HOŞGELDİNİZ

Merhaba,
Sayfama hoşgeldiniz.
Merak edip bir uğradığınız için teşekkür ederim.
"Yok, sadece uğramadım, abonesiyim" diyorsanız ona daha çok teşekkür ederim:)
İnternet dünyasında benim de bir yerim olsun istedim.
Ben burda sadece çok beğendiğim dokümanları ve çok güldüğüm fıkraları yayınlıyorum. Henüz hiç bir konuda yorum yapmıyorum. Şimdilik...
Genelde kaynak veya yazar mutlaka belirttim. Şayet belirtmemişsem ya çok tedavülde olan bir yazıdır ya da bana aittir. Ortak özelliklerinden biri benim beğenmiş ve fikren yakın bulmuş olmamdır. Bir de derleme amaçlıdır. İstediğimiz zaman ulaşabileceğimiz bir kaynak yaratmak. Yok mu buna benzer kaynaklar? Tabiki var. Bu sayfanın ayrıcalığı bana ait olmasıdır. İlginize teşekkür ederim.
Not1:Şahsıma yorum, eleştiri, tavsiye bildirmek veya doküman göndermek isterseniz saselzeta@gmail.com adresine iletebilirsiniz.
Not2:Ayrıca yazıların altında "yorum" linkleri bulunuyor. İsterseniz yorum da yapabilirsiniz.

01 Ekim 2009

Mutlu Bir Hayat İçin El Kitabı

SAĞLIK:

1. Çok su için.
2. Kahvaltıyı kral, öğle yemeğini prens ve akşam yemeğini de dilenci gibi yiyin.
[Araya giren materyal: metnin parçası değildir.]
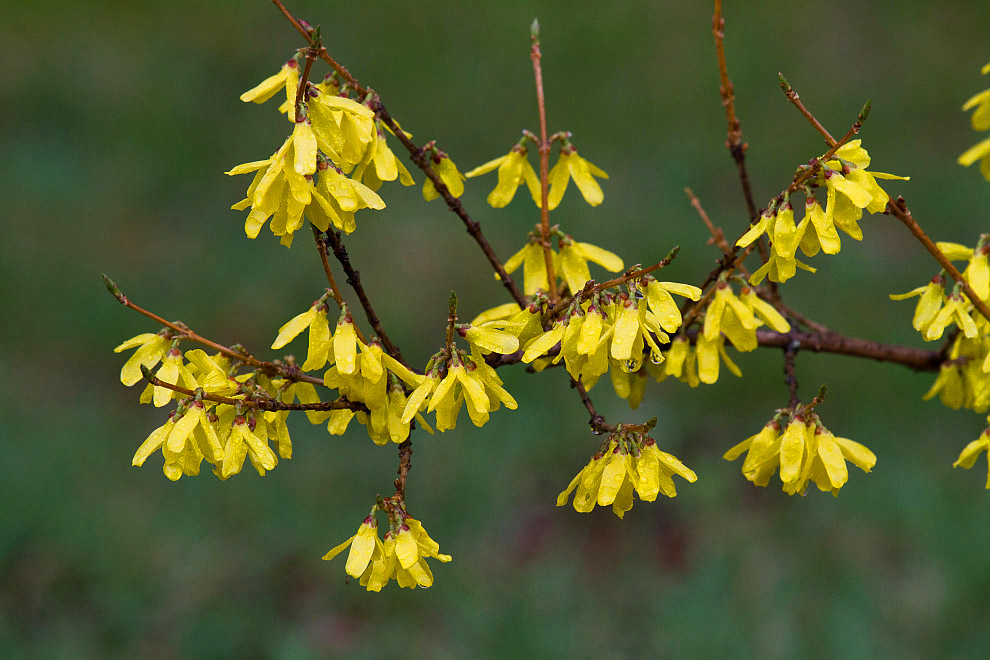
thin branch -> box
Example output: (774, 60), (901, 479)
(778, 73), (835, 145)
(530, 20), (559, 303)
(141, 368), (365, 411)
(752, 328), (942, 372)
(712, 0), (757, 223)
(324, 229), (407, 365)
(685, 187), (750, 278)
(294, 44), (317, 122)
(570, 378), (610, 433)
(783, 341), (800, 407)
(393, 439), (413, 500)
(311, 225), (347, 309)
(103, 275), (325, 387)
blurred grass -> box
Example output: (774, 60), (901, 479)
(4, 1), (990, 658)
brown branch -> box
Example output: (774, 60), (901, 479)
(712, 0), (757, 223)
(530, 21), (559, 303)
(104, 275), (325, 387)
(783, 341), (800, 407)
(778, 73), (835, 145)
(311, 225), (347, 309)
(885, 197), (990, 324)
(293, 44), (317, 122)
(570, 378), (611, 433)
(685, 187), (750, 278)
(323, 229), (407, 366)
(141, 368), (366, 412)
(752, 328), (941, 372)
(271, 0), (526, 308)
(393, 439), (413, 500)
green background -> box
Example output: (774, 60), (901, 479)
(4, 1), (990, 657)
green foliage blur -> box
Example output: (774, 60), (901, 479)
(4, 1), (990, 657)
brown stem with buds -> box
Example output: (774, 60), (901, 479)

3. Ağaçlarda ve bitkilerde yetişen yiyecekleri daha çok ve fabrikalarda üretilen yiyecekleri daha az yiyin.
4. 3 E ile yaşayın -- Energy, Enthusiasm, and Empathy (enerji, heyecan ve duygu paylaşımı).
5. Meditasyon, yoga ve dua yapacak zaman yaratın.
6. Daha çok oyun oynayın.
7. 2008'de okuduğunuzdan daha fazla kitap okuyun .
8. Her gün en az 10 dakika sessiz olarak oturun.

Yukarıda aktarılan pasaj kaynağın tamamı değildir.